Two weeks earlier, the same judge had made a confiscation order in the case of a fellow conspirator, Moen. He found that the defendant had lied about his assets and that the full value of the benefit to Moen was £2,013,495 but nevertheless made an order in the much lower sum of £96,429. He said:-
""While he has not been frank and honest about what assets he does and should have, even the Crown do not suggest that he would have sums anything near that and despite what is said in Telli it would be wholly wrong for me to make an order in that sum.""
Consequently, it must always be recognised that a just and proportionate view of the facts as a whole may enable a defendant to satisfy the evidential burden even when his own evidence proves to be an untruthful and unreliable or even non-existent source of the nature and extent of his current assets.
McIntosh argued both at the confiscation hearing and on appeal that the amount of the agreed benefit was far higher than the reward he received from his participation in the conspiracy and that any assessment of the amount of his available assets must, on any fair and proportionate view, have been far less. Accordingly, even if the judge rejected his case that he had no assets available, the amount ordered should have been substantially less than the agreed full value of the benefit.
The Court of Appeal rejected this submission and referred to the judge’s detailed comments on the facts. Those facts formed the basis for the reasonable finding that his realisable assets did not appear to be less than the full value of the benefit. Having made the factual findings the judge set out, the confiscation order was the only order the judge could make. McIntosh's appeal was rejected.
In Marsden's case, the judge found that the value of the defendant’s assets outside the UK was totally unknown. This was a crucial finding. Once the judge had reached that conclusion, there was no basis on which he could conclude that the value of Marsden's realisable property was less than the value of his benefit. The Court of Appeal decided that neither justice nor a sense of proportion demanded that the judge should conclude that assets abroad, the extent and value of which were unknown, should be assumed to be of lower value than the full value of his benefit. Marsden’s appeal was also dismissed.
In summary, it is up to the defendant to prove that he is worth less than the sum representing criminal benefit and the court can make an order in an amount less than the benefit figure, even if a defendant’s evidence is disbelieved.

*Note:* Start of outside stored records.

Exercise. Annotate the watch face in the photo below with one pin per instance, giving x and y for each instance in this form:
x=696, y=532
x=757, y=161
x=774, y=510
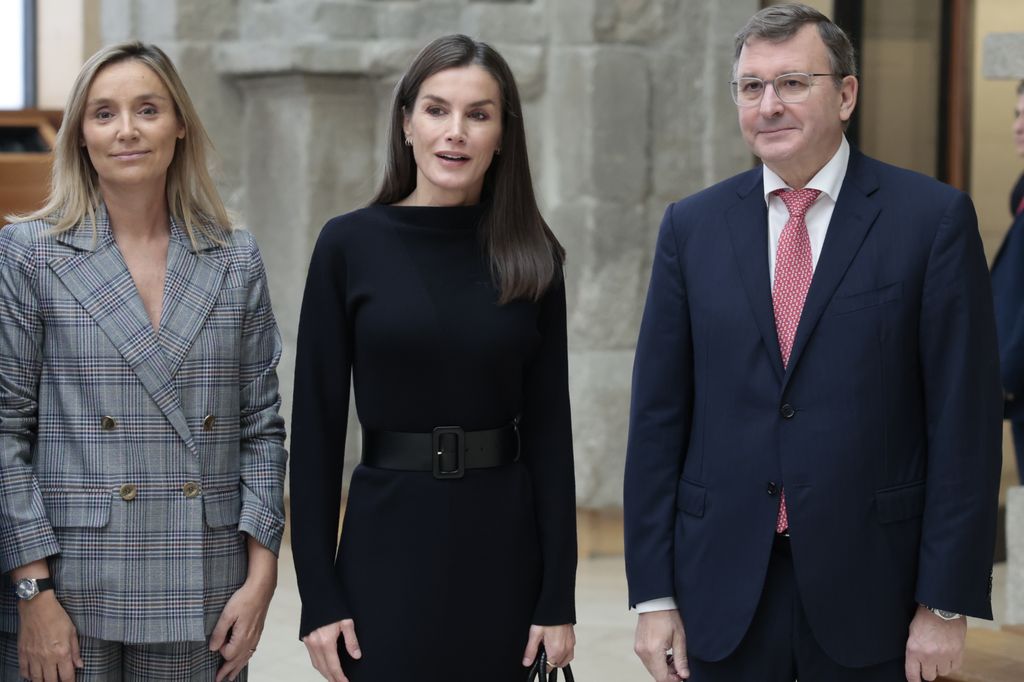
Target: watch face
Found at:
x=27, y=589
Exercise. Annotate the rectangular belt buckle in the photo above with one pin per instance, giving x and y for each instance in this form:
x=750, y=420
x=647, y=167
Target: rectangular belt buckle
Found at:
x=438, y=452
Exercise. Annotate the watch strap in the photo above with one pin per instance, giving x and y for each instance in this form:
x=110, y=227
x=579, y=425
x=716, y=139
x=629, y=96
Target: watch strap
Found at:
x=944, y=614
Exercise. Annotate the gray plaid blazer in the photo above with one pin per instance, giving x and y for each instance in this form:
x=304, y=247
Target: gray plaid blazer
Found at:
x=136, y=460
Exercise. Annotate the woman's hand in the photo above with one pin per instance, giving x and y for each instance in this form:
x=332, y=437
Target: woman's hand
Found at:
x=322, y=644
x=559, y=642
x=47, y=641
x=241, y=624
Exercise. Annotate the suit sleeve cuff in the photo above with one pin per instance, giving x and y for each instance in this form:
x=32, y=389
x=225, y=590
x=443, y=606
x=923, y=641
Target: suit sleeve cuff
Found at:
x=660, y=604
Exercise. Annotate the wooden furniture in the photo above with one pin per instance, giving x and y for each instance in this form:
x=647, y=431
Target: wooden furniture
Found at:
x=25, y=177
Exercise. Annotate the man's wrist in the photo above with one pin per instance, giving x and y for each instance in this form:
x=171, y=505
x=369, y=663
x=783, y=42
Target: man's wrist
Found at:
x=659, y=604
x=944, y=614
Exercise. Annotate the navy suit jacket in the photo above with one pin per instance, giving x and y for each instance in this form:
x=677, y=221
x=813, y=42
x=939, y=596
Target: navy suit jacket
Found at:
x=1008, y=290
x=885, y=428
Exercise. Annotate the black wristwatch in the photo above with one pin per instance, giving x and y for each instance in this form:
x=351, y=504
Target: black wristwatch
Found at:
x=29, y=588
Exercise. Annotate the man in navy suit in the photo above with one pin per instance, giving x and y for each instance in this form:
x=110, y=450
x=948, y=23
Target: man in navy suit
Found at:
x=813, y=456
x=1008, y=289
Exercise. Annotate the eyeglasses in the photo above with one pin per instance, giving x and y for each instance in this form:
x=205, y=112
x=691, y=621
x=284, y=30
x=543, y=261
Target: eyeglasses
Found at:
x=791, y=88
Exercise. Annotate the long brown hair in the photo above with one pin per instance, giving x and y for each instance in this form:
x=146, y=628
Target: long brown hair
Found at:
x=524, y=255
x=192, y=196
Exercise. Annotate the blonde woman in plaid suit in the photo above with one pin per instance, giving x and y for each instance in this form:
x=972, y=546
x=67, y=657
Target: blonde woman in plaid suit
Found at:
x=141, y=459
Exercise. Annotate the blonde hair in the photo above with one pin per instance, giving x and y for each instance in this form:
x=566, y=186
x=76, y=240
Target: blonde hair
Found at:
x=192, y=196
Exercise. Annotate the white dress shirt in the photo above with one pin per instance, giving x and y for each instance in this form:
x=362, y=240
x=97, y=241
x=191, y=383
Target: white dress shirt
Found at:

However, the defendant will find it more difficult to discharge that burden where the truthfulness of his account is called into question or he declines to provide the information. The best way to persuade the court is to properly disclose the existence of assets and what has happened to assets the defendant no longer owns or controls. Providing documentary evidence and showing best endeavours are very important. The cases of McIntosh and Marsden show that appealing in the absence of those elements is likely to be very difficult indeed.